Bentangan sawah berundak-undak terasering subak yang menghijau, tidak hanya menjadi daya pikat bagi wisatawan, namun juga menghidupi para petani Pulau Dewata.

Hanya saja, tidak semua wilayah di Bali dapat ditanami padi dan ditata sedemikian indahnya akibat kondisi alam yang kering.

Nusa Penida, salah satu pulau yang masuk dalam wilayah Provinsi Bali yang terletak di tenggara Pulau Dewata sejak dahulu dikenal memiliki struktur tanah sangat kering.

Jangankan hamparan kawasan subak dapat menjadi destinasi wisata, kondisi ini tidak memungkinkan bagi masyarakatnya menanam padi untuk menghasilkan beras. Dengan demikian masyarakat terpaksa memanfaatkan sumber pangan lain selain beras yaitu jagung dan ketela pohon sebagai bahan pangan pokok.

"Ledok" begitu nama sejenis bubur yang menjadi menu khas dan sehari-hari masyarakat Nusa Penida, Kabupaten Klungkung, untuk menyiasati keadaan sulitnya mendapatkan beras.

Sepintas, penampilannya mirip seperti bubur dan sayuran yang disiram bumbu pecel. Tetapi, kalau dicicipi, rasanya sungguh berbeda dengan pecel sebagai kuliner Jawa itu.

Ledok adalah sejenis bubur, namun bahan bakunya sama sekali tidak menggunakan beras. Ledok dibuat dengan  menggunakan bahan baku utama jagung dan umbi ketela pohon, ditambah dengan bahan-bahan lainnya yang tersedia secara lokal seperti kacang panjang, kacang merah dan kemangi. Kadang-kadang dicampur dengan ikan laut segar.

Makanan ini diberi nama ledok karena selama proses pembuatannya terutama pada tahap perebusan selalu dilakukan pengadukan, dalam bahasa daerah Bali disebut "ngeledokin"

Ledok disiram dengan bumbu-bumbu yang terbuat dari cabai merah besar, cabai merah kecil. terasi, dan garam. Bumbu ini ditumbuk menjadi satu lalu dicampur dengan bahan lainya. Saat pemasakan terus diaduk seperti bikin bubur. Setelah agak kecoklatan artinya ledok sudah matang dan siap di sajikan, ledok bisa juga ditambahi abon ikan.

"Ledok ini sudah jadi menu keseharian di sini. Masyarakat biasa makan ledok setiap harinya," ujar Nyoman Astini, salah satu warga Nusa penida.

Semua bahan baku yang digunakan dalam ledok, menurut dia, merupakan hasil dari masyarakat setempat.
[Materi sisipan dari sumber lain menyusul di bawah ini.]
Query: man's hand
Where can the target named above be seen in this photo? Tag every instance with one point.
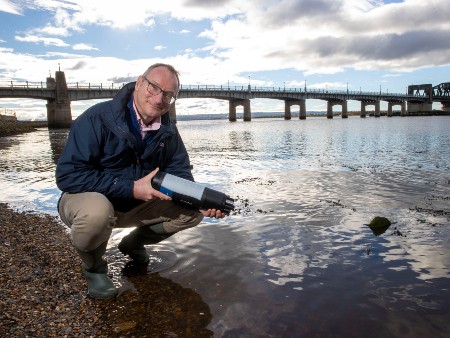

Itu sebabnya, masakan ini tidak menggunakan bahan baku beras sama sekali, berbeda dengan masakan pada umumnya.

Gubernur Bali Made Mangku Pastika dan istrinya Ayu Pastika bahkan sempat menikmati ledok dalam beberapa kali kunjungannya ke Nusa Penida. "Makanan ini enak sekali, benar benar khas Nusa Penida," ujar Ayu Pastika.

Diversifikasi Pangan

Apa yang telah dilakukan masyarakat Nusa Penida dengan mengonsumsi ledok, menurut Kepala Badan Pemberdayaan Masyarakat dan Pemerintahan Desa (BPMPD) Provinsi Bali Putu Astawa merupakan wujud nyata diversifikasi pangan, mengganti beras sebagai pangan utama.

"Diversifikasi pangan menjadi penting dilakukan di tengah kondisi berbagai tantangan yang terjadi di Bali. Di satu sisi penduduk kita semakin bertambah, namun di sisi lain alih fungsi lahan tak terhindarkan," ujarnya.

Ketersediaan air dan teknologi produksi pertanian pun, ucap dia, belum berjalan optimal mengiringi pertambahan jumlah penduduk.

Padahal untuk mencapai ketahanan pangan, kata Astawa, setidaknya ada tiga prasyarat utama yakni menyangkut aspek ketersediaan, aspek pemerataan distribusi, dan aspek keamanan konsumsi.

"Selama ini di masyarakat masih ada stigma ketika memakan di luar beras sebagai pangan utama, lalu diidentikkan dengan kemiskinan. Padahal pandangan ini sesungguhnya tidak benar," katanya.

Kandungan karbohidrat dari berbagai umbi-umbian, sebenarnya tidak kalah dengan beras dan bahkan tak sedikit yang lebih baik dilihat dari sisi kesehatan.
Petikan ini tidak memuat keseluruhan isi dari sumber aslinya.